Kind words aside though, the jury is still out on just how good Georgia, South Carolina or Florida are for that matter. All have looked good at times. All have looked like they have cracks in the SEC East dam at other times.
The good news for Georgia? There's still a long way to go. The bad news for the Bulldogs? You guessed it, there's still a long way to go. In the end though, there's a lot more to like than throw to the curb with the 2012 version of the Georgia Bulldogs.
On to next week where we'll find out a little more about Georgia AND South Carolina--and perhaps the SEC East. Maybe then, the Bulldogs will put themselves in position to toe the line against the SEC West champion.
By Bart Doan
Follow me @Bart_cfn
If you're going to crack wise about West Virginia-Baylor, the same mentality fits here in the Georgia win over Tennessee.
Tennessee lost this game late, again, and whether that's a byproduct of them not understanding the moment, not being in it enough, or just being incapable of dealing with a big game, a perception changer, again. Tyler Bray's three turnovers in the final six minutes. And then the dubious running into the kicker penalty with around 20 seconds left when UT had a last gasp effort doomed them. Tennessee feels a lot like Michigan under Rich Rodriguez. Their coach can coach, but something seems a bit off tick, like maybe this marriage would work five years from now.
For Georgia, it's par for the course. Coming into a season with what was thought to be a shaky defense but a manageable schedule, the Dawgs plod on. Though they will be chided for the style in which this happened, it doesn't matter. Wins are wins. No one asks how you bought the ticket when you win the lottery. The SEC East is a three team race now, and the Dawgs are racing fine with the rest of the pack.
By Terry Johnson
Follow me @TPJCollFootball
Believe it or not, the outcome of this game proves that Georgia has what it takes to play for the national championship.
Let be honest: the Dawgs did not look like the No. 5 team in the nation today. The team struggled with turnovers, miscues, and mental lapses throughout the course of the afternoon.
So how does that make UGA a candidate to play the title? Simple: championship caliber teams find a way to win the game, even when things don't go their way.
That's exactly what the Bulldogs did today.
Statistics fail to tell the story about how well the Dawgs played defensively. Sure, the scoreboard says that they surrendered 44 points, but that's a misleading number. One of those scores was a pick six, while two additional TDs came after Georgia turned over the ball inside its own 20-yard line.
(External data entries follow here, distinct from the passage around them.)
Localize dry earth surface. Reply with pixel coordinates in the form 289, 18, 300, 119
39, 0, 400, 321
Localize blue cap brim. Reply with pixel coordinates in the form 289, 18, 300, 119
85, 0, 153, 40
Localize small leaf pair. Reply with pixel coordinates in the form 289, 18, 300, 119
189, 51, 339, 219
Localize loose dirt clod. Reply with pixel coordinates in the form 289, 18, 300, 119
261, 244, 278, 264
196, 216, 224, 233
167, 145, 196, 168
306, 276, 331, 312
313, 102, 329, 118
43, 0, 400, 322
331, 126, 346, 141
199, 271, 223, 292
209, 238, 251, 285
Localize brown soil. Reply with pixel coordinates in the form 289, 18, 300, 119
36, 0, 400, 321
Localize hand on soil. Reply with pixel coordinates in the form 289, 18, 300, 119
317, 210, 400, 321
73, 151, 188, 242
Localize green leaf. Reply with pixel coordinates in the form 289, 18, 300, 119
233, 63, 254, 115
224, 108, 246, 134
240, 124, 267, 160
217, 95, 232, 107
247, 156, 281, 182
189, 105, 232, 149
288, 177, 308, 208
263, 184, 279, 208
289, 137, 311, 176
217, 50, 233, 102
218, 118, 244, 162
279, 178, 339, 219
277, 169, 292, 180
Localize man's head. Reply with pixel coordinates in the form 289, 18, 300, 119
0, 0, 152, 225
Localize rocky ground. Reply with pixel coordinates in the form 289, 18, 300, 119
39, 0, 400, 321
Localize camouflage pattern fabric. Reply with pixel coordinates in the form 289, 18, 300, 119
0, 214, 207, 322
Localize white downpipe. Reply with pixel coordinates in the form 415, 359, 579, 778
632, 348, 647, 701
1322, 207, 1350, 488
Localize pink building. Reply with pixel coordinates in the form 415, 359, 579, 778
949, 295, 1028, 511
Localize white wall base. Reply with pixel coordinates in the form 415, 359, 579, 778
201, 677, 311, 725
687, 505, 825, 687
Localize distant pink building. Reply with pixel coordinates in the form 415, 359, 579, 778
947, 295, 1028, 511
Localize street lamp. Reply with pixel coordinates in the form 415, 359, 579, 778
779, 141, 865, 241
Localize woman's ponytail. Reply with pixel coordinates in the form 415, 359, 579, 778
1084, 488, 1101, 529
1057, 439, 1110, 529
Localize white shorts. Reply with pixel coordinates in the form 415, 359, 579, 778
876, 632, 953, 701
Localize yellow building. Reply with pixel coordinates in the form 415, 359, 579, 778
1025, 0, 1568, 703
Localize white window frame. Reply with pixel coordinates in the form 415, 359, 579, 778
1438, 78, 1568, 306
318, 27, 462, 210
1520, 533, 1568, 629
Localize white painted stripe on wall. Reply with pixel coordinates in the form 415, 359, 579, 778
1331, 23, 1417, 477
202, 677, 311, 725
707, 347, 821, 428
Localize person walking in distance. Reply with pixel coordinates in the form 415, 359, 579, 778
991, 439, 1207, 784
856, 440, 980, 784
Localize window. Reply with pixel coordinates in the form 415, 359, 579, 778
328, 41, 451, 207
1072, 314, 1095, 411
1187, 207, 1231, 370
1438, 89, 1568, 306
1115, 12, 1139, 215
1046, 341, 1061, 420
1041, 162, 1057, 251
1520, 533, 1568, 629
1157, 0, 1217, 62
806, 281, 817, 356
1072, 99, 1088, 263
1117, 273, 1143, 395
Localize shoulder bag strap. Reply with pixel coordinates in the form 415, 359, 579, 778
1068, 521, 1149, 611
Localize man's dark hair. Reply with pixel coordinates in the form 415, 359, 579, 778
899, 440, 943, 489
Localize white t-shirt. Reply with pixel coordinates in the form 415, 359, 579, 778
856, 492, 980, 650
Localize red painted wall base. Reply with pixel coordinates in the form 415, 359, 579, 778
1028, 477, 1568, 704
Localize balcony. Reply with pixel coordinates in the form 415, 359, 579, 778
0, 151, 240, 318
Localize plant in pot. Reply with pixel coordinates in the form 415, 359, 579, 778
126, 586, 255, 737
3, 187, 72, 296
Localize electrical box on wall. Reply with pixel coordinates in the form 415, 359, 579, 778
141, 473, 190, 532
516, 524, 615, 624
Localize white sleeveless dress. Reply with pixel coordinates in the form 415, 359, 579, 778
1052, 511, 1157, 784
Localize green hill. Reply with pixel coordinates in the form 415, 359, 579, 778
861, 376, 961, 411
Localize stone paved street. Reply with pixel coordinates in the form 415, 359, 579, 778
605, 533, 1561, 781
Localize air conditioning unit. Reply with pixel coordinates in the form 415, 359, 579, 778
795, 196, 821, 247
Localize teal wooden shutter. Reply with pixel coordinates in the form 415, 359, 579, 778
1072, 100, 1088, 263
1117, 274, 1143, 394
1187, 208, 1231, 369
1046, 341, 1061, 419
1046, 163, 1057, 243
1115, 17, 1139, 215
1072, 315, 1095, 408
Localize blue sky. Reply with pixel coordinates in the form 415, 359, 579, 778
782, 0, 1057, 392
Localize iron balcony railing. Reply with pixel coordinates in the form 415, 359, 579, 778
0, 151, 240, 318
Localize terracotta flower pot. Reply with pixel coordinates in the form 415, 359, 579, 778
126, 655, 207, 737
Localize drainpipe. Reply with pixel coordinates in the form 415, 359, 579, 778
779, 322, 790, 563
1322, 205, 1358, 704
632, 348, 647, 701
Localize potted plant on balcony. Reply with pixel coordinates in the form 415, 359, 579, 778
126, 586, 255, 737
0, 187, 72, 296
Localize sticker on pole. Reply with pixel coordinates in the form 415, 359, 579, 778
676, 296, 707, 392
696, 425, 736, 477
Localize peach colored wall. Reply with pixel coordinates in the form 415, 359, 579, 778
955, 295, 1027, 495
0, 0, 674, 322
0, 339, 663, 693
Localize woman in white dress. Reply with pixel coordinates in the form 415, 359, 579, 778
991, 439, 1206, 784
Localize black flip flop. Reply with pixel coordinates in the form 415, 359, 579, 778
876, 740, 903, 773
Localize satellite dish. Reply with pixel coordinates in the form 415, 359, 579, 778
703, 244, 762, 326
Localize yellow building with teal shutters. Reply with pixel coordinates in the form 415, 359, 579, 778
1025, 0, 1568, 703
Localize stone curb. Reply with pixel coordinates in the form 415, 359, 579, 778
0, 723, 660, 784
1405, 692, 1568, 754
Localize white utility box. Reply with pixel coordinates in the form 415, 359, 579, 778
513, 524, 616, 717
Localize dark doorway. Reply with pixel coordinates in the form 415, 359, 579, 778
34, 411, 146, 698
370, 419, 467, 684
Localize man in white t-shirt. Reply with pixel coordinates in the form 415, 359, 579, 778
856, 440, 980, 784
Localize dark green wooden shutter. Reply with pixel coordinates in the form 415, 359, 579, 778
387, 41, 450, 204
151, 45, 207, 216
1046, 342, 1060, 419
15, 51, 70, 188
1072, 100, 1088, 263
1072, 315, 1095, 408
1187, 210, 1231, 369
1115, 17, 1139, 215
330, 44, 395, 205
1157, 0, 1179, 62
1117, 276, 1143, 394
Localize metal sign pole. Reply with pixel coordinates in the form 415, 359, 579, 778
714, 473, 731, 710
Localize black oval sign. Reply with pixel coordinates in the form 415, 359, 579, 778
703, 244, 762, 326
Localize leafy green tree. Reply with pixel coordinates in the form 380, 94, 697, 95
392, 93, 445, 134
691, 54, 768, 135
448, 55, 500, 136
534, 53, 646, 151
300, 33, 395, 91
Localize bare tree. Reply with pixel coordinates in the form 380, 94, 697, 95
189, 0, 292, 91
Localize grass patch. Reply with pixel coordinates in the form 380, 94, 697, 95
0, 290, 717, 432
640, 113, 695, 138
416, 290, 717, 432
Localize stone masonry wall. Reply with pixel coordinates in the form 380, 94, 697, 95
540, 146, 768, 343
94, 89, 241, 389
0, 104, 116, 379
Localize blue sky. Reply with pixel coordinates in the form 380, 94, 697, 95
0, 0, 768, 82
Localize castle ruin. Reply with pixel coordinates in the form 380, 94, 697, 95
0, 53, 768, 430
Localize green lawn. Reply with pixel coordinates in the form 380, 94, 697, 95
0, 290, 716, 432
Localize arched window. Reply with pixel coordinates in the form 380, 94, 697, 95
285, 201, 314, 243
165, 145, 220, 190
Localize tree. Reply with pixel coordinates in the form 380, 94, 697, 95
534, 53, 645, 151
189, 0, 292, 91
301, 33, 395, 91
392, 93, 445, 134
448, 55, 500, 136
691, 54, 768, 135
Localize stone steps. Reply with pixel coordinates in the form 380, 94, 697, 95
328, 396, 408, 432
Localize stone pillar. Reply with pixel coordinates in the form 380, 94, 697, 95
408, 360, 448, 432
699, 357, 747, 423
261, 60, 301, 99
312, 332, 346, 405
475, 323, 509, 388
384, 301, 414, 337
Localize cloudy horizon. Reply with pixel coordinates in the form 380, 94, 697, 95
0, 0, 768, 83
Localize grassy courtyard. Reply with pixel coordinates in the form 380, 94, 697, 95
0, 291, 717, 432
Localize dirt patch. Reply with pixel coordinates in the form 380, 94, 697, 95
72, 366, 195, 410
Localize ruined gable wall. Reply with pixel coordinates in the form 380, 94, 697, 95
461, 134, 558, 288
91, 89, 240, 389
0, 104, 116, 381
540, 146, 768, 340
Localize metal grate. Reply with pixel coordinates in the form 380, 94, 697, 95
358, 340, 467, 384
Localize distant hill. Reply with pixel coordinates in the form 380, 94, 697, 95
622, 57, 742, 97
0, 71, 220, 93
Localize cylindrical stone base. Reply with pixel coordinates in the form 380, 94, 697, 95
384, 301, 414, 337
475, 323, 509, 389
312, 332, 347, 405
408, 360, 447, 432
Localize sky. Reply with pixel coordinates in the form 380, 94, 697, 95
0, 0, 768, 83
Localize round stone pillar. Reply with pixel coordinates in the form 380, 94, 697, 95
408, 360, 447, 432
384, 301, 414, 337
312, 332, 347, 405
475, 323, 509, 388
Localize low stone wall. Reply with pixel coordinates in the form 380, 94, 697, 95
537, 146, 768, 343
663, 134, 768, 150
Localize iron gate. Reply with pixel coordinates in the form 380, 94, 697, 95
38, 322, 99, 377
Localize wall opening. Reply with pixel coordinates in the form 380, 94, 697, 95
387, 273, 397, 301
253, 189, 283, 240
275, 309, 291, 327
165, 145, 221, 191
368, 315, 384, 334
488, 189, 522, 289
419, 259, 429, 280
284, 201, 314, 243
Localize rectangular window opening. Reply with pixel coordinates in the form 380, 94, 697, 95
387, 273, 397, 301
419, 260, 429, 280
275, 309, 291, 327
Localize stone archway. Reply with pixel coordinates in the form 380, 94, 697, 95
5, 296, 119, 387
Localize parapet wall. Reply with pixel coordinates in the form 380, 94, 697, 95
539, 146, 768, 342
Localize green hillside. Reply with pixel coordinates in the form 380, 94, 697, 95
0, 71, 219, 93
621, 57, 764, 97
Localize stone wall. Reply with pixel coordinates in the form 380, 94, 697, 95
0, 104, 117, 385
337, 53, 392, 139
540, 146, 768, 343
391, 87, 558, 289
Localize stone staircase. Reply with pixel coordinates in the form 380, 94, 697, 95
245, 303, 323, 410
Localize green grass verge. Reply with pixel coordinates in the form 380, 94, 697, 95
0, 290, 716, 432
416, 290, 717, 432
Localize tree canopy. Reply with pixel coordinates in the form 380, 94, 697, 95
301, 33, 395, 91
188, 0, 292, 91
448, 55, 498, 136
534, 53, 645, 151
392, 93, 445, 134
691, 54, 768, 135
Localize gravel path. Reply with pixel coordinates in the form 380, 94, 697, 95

However, when the game was on the line, the UGA defense was up to the task. After a Volunteer TD cut the lead to 7 in the fourth quarter, the Bulldogs took over the game. Georgia forced turnovers on Tennessee's last three drives, including a crucial fumble with just under two minutes to play.
That's the stuff that championship teams are made of.
Does today's win mean that Georgia is ready to win the SEC? No, it doesn't.
But it does suggest that the Dawgs will respond when they have their backs to the wall, just like any other championship contender would.